Al Comune di Farindola il compito di provvedere a un pasto giornaliero per i lavoratori che saranno nell’area dell’ex Hotel Rigopiano, preparato dall’associazione nazionale Alpini, gruppo locale. Sarà poi l’Ente parco a dare le indicazioni necessarie sugli interventi da eseguire, verificando di volta in volta la buona riuscita del progetto che il sottosegretario di Stato al ministero della Giustizia, Federica Chiavaroli, vede come «un’iniziativa complessa che è riuscita a mettere insieme tante istituzioni solide a livello amministrativo e burocratico, dall’ente parco, all’amministrazione penitenziaria. Una seconda opportunità per tutti, per Farindola, per i suoi sentieri, per i detenuti, addirittura per il legno che sarà rigenerato e utilizzato per le staccionate».

Proprio in riferimento a quest’ultimo, è stato coinvolto nel progetto anche Area Legno, un’impresa della provincia di Pescara che si è detta subito disponibile in quanto «si tratta di una prassi giusta da sostenere e che ha un oggettivo valore positivo per questi luoghi e per i detenuti».
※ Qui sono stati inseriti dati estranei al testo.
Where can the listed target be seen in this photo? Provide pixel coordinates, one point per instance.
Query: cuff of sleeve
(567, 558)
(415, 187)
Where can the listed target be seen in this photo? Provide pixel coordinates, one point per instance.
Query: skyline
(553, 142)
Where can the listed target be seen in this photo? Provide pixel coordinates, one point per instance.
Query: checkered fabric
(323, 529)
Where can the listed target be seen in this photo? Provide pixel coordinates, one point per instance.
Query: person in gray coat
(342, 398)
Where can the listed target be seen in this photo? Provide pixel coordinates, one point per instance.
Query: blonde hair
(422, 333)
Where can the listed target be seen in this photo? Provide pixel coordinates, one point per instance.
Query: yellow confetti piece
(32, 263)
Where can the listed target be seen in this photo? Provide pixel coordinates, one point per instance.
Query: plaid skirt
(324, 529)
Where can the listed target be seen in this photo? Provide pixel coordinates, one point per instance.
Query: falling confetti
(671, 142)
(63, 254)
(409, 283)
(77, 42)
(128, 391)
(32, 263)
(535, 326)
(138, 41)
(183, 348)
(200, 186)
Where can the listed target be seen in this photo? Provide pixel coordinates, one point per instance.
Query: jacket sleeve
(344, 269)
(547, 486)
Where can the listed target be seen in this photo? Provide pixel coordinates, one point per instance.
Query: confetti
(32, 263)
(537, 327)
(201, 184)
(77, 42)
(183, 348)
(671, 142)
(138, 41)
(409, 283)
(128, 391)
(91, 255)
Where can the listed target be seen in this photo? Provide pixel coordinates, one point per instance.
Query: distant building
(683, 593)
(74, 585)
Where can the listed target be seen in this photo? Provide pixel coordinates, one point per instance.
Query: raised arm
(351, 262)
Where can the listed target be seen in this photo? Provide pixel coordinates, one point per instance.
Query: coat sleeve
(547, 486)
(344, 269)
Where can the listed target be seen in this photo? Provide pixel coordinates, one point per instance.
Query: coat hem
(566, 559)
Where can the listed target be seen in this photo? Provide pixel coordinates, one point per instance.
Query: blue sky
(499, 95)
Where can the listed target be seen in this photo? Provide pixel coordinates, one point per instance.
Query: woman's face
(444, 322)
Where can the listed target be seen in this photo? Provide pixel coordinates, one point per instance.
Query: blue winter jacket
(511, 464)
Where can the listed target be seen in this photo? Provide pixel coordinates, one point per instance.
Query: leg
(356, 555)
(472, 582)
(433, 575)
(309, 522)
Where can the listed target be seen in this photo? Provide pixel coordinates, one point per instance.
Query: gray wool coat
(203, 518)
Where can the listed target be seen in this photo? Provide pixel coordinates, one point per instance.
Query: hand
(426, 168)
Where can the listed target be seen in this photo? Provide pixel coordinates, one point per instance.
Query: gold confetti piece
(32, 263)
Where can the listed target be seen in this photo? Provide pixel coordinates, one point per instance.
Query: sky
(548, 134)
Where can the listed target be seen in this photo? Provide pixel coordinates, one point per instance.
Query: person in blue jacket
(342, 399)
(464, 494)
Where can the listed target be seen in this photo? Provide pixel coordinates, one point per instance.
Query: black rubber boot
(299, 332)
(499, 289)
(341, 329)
Soddisfazione espressa anche da parte del direttore della Casa Circondariale di Pescara, Franco Pettinelli, che ha dichiarato: «Credo che questi progetti siano tra i più significativi dal punto di vista della rieducazione e che davvero possano contribuire a far crescere nei detenuti una coscienza civica e solidaristica che potrà guidarli una volta tornati in società».